As someone who spent several years driving my late father to the superb Christie’s Hospital in Manchester for life-saving treatment often delivered by EU citizens, “Brexit is a killer” (TNE #433) made my blood boil. 

It’s time to fight dirty and copy the Brexiteers – get a big yellow bus with the slogan “Brexit gives you Cancer: Fact”. When the inevitable shrieks of outrage occur, explain how hundreds of thousands of lives are being threatened by the whole stupid affair.
Christopher Harrison

Re: Critical Mass on life on other planets (TNE #433). It would be amazing to find “life” elsewhere, personally I think it’s daft to think it doesn’t exist. But isn’t it totally academic? Even if we found “life” existed on a planet around one of our nearest neighbouring stars, communication would be virtually impossible, taking thousands of years simply to get a reply.

There is abundant life on our own planet, but how many of the species here can we communicate with? Most of the time, we can’t even communicate with each other.
Steve Buch

Re: Letters on the Supreme Court judgment (TNE #433). For the many trans loved ones in my life, the ruling has brought mixed feelings. They are not so worried about the specifics, nor are they worried about bathrooms or changing rooms. 

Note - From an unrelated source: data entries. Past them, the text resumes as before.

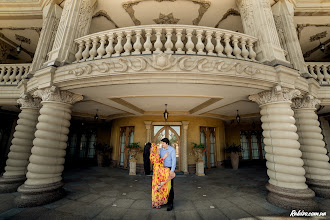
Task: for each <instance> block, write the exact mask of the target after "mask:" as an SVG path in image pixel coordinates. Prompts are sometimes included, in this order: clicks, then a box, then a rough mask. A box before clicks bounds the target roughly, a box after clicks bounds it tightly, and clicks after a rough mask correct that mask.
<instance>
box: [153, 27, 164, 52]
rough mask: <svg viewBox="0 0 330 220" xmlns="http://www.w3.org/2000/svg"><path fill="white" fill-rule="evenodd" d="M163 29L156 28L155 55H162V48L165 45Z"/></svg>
mask: <svg viewBox="0 0 330 220" xmlns="http://www.w3.org/2000/svg"><path fill="white" fill-rule="evenodd" d="M162 30H163V29H162V28H156V29H155V31H156V42H155V43H154V47H155V51H154V54H160V53H162V48H163V43H162V41H161V39H160V38H161V36H162Z"/></svg>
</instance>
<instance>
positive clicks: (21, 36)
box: [15, 34, 31, 44]
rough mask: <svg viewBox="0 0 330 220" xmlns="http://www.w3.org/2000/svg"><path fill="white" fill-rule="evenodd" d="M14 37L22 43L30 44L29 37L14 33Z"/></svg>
mask: <svg viewBox="0 0 330 220" xmlns="http://www.w3.org/2000/svg"><path fill="white" fill-rule="evenodd" d="M15 38H16V40H18V41H21V42H23V43H27V44H31V39H29V38H26V37H24V36H21V35H18V34H15Z"/></svg>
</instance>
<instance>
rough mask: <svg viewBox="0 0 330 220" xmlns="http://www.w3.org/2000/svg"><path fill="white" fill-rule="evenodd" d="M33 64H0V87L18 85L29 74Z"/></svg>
mask: <svg viewBox="0 0 330 220" xmlns="http://www.w3.org/2000/svg"><path fill="white" fill-rule="evenodd" d="M30 66H31V64H30V63H22V64H0V85H17V84H18V83H19V82H20V81H21V79H22V78H23V77H24V76H26V75H27V74H28V72H29V69H30Z"/></svg>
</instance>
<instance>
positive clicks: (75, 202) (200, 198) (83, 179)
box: [0, 166, 330, 220]
mask: <svg viewBox="0 0 330 220" xmlns="http://www.w3.org/2000/svg"><path fill="white" fill-rule="evenodd" d="M206 174H207V175H206V176H205V177H197V176H195V175H193V174H191V175H177V176H176V178H175V182H174V186H175V188H174V189H175V199H174V210H173V211H171V212H167V211H166V206H164V207H162V209H159V210H158V209H151V200H150V197H151V176H143V175H137V176H129V175H128V171H127V170H121V169H117V168H98V167H91V168H87V169H75V170H69V171H65V172H64V174H63V177H64V181H65V182H66V185H65V189H66V191H67V193H68V195H67V196H66V197H65V198H63V199H61V200H59V201H57V202H54V203H51V204H48V205H44V206H40V207H34V208H15V206H14V204H13V200H14V198H15V197H16V196H17V193H8V194H0V219H40V220H44V219H47V220H48V219H79V220H80V219H166V220H169V219H177V220H181V219H189V220H194V219H220V220H222V219H223V220H225V219H284V217H286V218H287V219H292V218H290V217H289V215H290V211H288V210H284V209H281V208H278V207H276V206H273V205H271V204H270V203H268V202H267V201H266V199H265V198H266V195H267V190H266V188H265V184H266V183H267V180H268V177H267V174H266V169H265V168H264V167H263V166H250V167H248V168H240V169H239V170H236V171H235V170H232V169H224V168H217V169H213V170H208V171H206ZM315 199H316V200H317V202H318V203H319V204H320V208H321V211H323V212H324V211H326V212H327V214H328V218H318V219H330V199H321V198H315ZM261 216H262V217H261ZM275 216H277V217H278V218H277V217H276V218H272V217H275ZM315 219H317V218H315Z"/></svg>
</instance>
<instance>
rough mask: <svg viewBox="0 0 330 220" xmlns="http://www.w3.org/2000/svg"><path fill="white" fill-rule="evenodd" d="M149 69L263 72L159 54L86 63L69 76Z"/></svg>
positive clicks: (203, 58)
mask: <svg viewBox="0 0 330 220" xmlns="http://www.w3.org/2000/svg"><path fill="white" fill-rule="evenodd" d="M149 67H152V68H154V69H156V70H171V69H173V70H175V69H177V68H179V69H180V70H184V71H193V70H197V71H201V72H210V71H217V72H222V73H223V72H228V71H235V72H236V73H237V74H246V75H249V76H253V75H255V74H259V73H261V72H262V70H261V69H258V68H257V67H255V66H254V65H253V64H242V63H240V62H232V61H229V60H228V61H225V60H220V59H218V60H214V59H208V58H191V57H187V56H178V57H177V56H172V55H171V54H159V55H153V56H152V58H150V57H143V56H141V57H134V58H119V59H109V60H108V61H104V62H102V63H100V64H95V63H86V64H85V65H82V66H80V67H77V68H74V69H73V70H70V71H69V74H74V75H76V76H81V75H84V74H87V75H88V74H91V73H92V72H93V71H98V72H101V73H107V72H126V71H128V70H131V71H136V72H140V71H143V70H145V69H147V68H149Z"/></svg>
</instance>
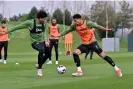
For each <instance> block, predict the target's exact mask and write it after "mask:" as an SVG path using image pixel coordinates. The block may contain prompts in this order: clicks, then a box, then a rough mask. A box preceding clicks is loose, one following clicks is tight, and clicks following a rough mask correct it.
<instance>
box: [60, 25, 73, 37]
mask: <svg viewBox="0 0 133 89" xmlns="http://www.w3.org/2000/svg"><path fill="white" fill-rule="evenodd" d="M72 31H75V25H71V26H70V27H69V28H68V29H67V30H65V31H64V32H61V33H60V35H59V37H61V36H64V35H66V34H68V33H70V32H72Z"/></svg>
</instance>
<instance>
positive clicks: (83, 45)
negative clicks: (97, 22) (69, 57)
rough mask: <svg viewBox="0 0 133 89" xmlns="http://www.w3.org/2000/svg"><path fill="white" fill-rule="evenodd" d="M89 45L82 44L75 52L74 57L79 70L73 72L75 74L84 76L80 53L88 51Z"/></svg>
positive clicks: (78, 69) (78, 75)
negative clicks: (74, 71)
mask: <svg viewBox="0 0 133 89" xmlns="http://www.w3.org/2000/svg"><path fill="white" fill-rule="evenodd" d="M87 49H88V48H87V47H86V46H85V45H80V46H79V47H78V48H77V49H76V50H75V52H73V59H74V62H75V64H76V67H77V71H76V72H75V73H72V75H73V76H82V75H83V72H82V69H81V63H80V58H79V55H80V54H81V53H86V52H87Z"/></svg>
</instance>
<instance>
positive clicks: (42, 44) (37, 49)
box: [31, 42, 49, 53]
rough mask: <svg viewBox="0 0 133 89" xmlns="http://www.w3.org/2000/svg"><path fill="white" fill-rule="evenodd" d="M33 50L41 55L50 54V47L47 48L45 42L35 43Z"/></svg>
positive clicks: (39, 42) (33, 45) (34, 43)
mask: <svg viewBox="0 0 133 89" xmlns="http://www.w3.org/2000/svg"><path fill="white" fill-rule="evenodd" d="M31 45H32V48H33V49H35V50H37V51H39V52H40V53H49V47H46V45H45V42H33V43H32V44H31Z"/></svg>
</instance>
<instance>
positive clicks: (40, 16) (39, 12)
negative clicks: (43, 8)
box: [37, 10, 47, 19]
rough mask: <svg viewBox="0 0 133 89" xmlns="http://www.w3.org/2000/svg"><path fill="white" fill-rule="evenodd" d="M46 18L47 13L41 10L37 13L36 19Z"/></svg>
mask: <svg viewBox="0 0 133 89" xmlns="http://www.w3.org/2000/svg"><path fill="white" fill-rule="evenodd" d="M45 17H47V13H46V12H45V11H43V10H40V11H39V12H38V13H37V18H38V19H39V18H45Z"/></svg>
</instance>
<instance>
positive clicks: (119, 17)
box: [0, 1, 133, 38]
mask: <svg viewBox="0 0 133 89" xmlns="http://www.w3.org/2000/svg"><path fill="white" fill-rule="evenodd" d="M75 5H76V4H75ZM119 6H120V10H117V11H116V6H115V2H113V1H96V2H95V3H93V4H92V5H91V7H90V8H88V12H84V13H83V14H82V15H83V16H84V18H86V19H89V20H92V21H94V22H96V23H97V24H99V25H102V26H104V27H108V28H121V29H122V32H123V29H124V28H128V29H130V28H132V26H133V18H132V15H133V8H132V7H131V5H130V4H129V2H127V1H119ZM80 8H85V5H80ZM80 8H78V10H80ZM42 9H43V10H45V8H42ZM85 9H87V8H85ZM75 10H76V8H75ZM37 11H38V10H37V8H36V7H33V8H32V9H31V11H30V12H29V13H26V14H19V15H18V16H17V15H14V16H13V17H11V18H10V20H11V21H18V20H19V21H25V20H27V19H33V18H36V13H37ZM45 11H47V10H45ZM47 12H48V11H47ZM88 13H89V14H88ZM48 15H49V16H48V21H50V19H51V18H56V19H57V22H58V24H65V25H71V23H72V13H71V11H69V10H68V9H64V10H63V11H62V9H60V8H57V9H56V10H54V12H53V13H52V14H51V13H48ZM1 19H3V17H2V15H1V14H0V20H1ZM63 19H64V21H63ZM107 20H108V21H107ZM115 30H117V29H115ZM114 32H115V31H114ZM114 32H109V33H108V37H114ZM97 33H98V35H99V37H100V38H103V37H105V36H106V32H104V31H101V30H97Z"/></svg>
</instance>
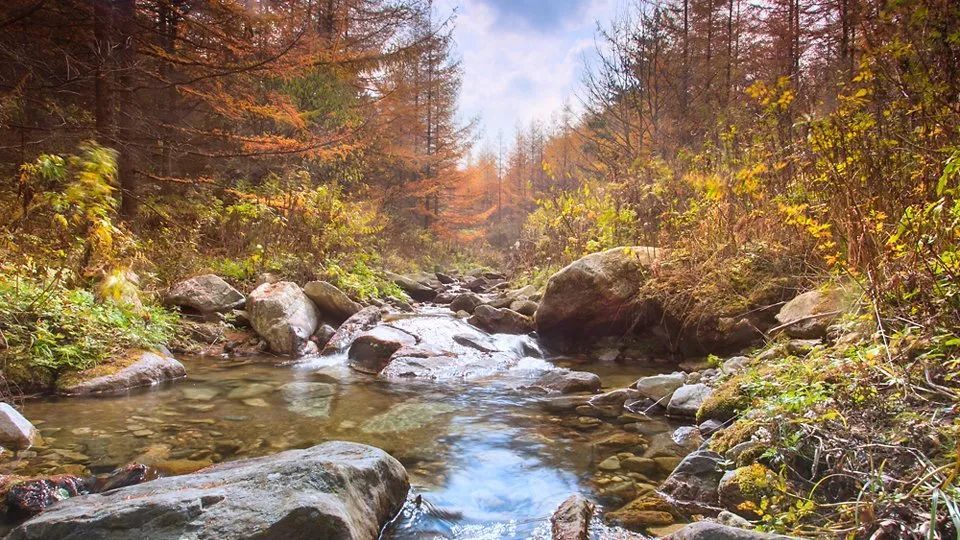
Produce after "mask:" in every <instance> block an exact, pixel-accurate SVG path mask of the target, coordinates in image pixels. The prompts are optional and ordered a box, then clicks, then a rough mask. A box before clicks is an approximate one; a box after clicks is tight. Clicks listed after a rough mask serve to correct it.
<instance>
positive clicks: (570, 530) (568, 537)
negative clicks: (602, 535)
mask: <svg viewBox="0 0 960 540" xmlns="http://www.w3.org/2000/svg"><path fill="white" fill-rule="evenodd" d="M594 509H595V507H594V505H593V503H591V502H590V501H588V500H587V499H586V497H584V496H583V495H580V494H576V495H571V496H570V497H568V498H567V499H566V500H565V501H563V502H562V503H560V506H559V507H558V508H557V509H556V511H554V513H553V516H551V517H550V530H551V533H552V535H553V536H552V537H551V538H552V540H587V539H588V538H589V537H590V518H591V517H592V516H593V511H594Z"/></svg>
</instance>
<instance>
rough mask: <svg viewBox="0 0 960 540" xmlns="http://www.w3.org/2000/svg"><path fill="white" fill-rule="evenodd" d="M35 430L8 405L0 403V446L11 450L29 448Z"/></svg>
mask: <svg viewBox="0 0 960 540" xmlns="http://www.w3.org/2000/svg"><path fill="white" fill-rule="evenodd" d="M36 437H37V428H35V427H33V424H31V423H30V421H29V420H27V419H26V418H24V417H23V415H22V414H20V412H19V411H17V410H16V409H14V408H13V407H12V406H11V405H10V404H9V403H0V445H2V446H4V447H6V448H11V449H13V450H21V449H23V448H29V447H30V446H32V445H33V441H34V439H36Z"/></svg>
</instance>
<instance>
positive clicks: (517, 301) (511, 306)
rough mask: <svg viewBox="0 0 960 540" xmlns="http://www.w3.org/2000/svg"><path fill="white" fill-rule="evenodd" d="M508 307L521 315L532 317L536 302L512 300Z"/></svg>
mask: <svg viewBox="0 0 960 540" xmlns="http://www.w3.org/2000/svg"><path fill="white" fill-rule="evenodd" d="M510 309H512V310H513V311H516V312H517V313H519V314H521V315H526V316H527V317H533V315H534V314H535V313H536V312H537V303H536V302H534V301H533V300H514V301H513V302H510Z"/></svg>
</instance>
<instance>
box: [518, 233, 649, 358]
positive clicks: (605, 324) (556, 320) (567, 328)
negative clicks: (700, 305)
mask: <svg viewBox="0 0 960 540" xmlns="http://www.w3.org/2000/svg"><path fill="white" fill-rule="evenodd" d="M659 255H660V250H658V249H657V248H651V247H618V248H613V249H609V250H607V251H603V252H600V253H593V254H591V255H587V256H586V257H583V258H582V259H579V260H577V261H574V262H572V263H571V264H569V265H567V266H566V267H565V268H563V269H562V270H560V271H559V272H557V273H556V274H554V275H553V276H551V277H550V280H549V281H548V282H547V287H546V290H545V292H544V294H543V298H541V300H540V305H539V306H538V307H537V311H536V314H535V316H534V319H535V321H536V326H537V331H538V333H539V334H540V335H541V336H542V337H544V338H545V339H547V340H548V341H549V342H551V343H552V344H554V345H555V346H557V347H559V348H562V349H566V348H569V346H570V345H572V344H574V343H576V342H580V341H588V340H593V339H596V338H599V337H602V336H612V335H622V334H624V333H626V332H627V331H629V330H631V329H634V328H638V329H642V328H643V327H645V326H647V325H648V324H650V323H653V322H654V321H655V317H656V315H657V312H658V311H659V309H658V308H657V306H656V305H655V303H653V302H651V301H650V300H648V299H646V298H643V297H642V295H641V294H640V288H641V286H642V285H643V283H644V276H645V275H646V274H647V271H648V270H649V269H650V267H651V266H652V265H653V264H654V262H655V261H656V260H657V258H658V257H659Z"/></svg>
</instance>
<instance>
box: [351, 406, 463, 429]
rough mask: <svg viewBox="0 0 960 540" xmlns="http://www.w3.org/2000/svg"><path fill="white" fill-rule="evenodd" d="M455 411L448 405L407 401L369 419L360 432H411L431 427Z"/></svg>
mask: <svg viewBox="0 0 960 540" xmlns="http://www.w3.org/2000/svg"><path fill="white" fill-rule="evenodd" d="M455 410H456V407H454V406H452V405H448V404H446V403H427V402H418V401H406V402H403V403H400V404H398V405H395V406H394V407H392V408H390V409H389V410H388V411H386V412H383V413H380V414H378V415H376V416H373V417H371V418H368V419H367V420H366V421H365V422H363V423H362V424H361V425H360V431H362V432H364V433H376V434H382V433H401V432H405V431H411V430H415V429H420V428H422V427H424V426H427V425H430V424H432V423H434V422H436V421H438V420H439V419H440V418H442V417H443V416H445V415H447V414H450V413H451V412H453V411H455Z"/></svg>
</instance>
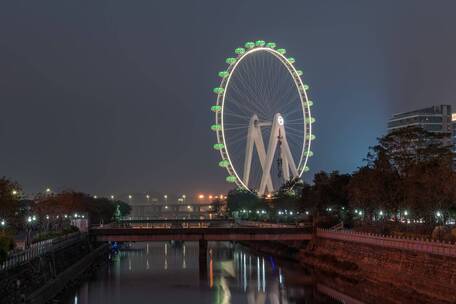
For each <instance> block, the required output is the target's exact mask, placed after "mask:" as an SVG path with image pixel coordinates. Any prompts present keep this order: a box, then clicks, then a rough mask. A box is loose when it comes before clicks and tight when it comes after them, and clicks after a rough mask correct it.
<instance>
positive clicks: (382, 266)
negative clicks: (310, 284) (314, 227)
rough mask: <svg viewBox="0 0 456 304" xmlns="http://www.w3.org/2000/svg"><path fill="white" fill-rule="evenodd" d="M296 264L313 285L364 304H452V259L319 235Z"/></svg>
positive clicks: (302, 255) (450, 257)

Instead, they are tired. Exhausted. Because every time trans rights get more press coverage, and it is never in their favour, they face more violence from strangers in public. 

I only hope we can change minds and hearts just like the gay liberation movement, but this seems so much harder for the public to accept.
Sam M Buch

Josh Barrie on the lunacy of supermarket food in Gibraltar (TNE #432) was a superb read. How reassuring to encounter a shared sense of frustration and futility over the stupidity of humankind.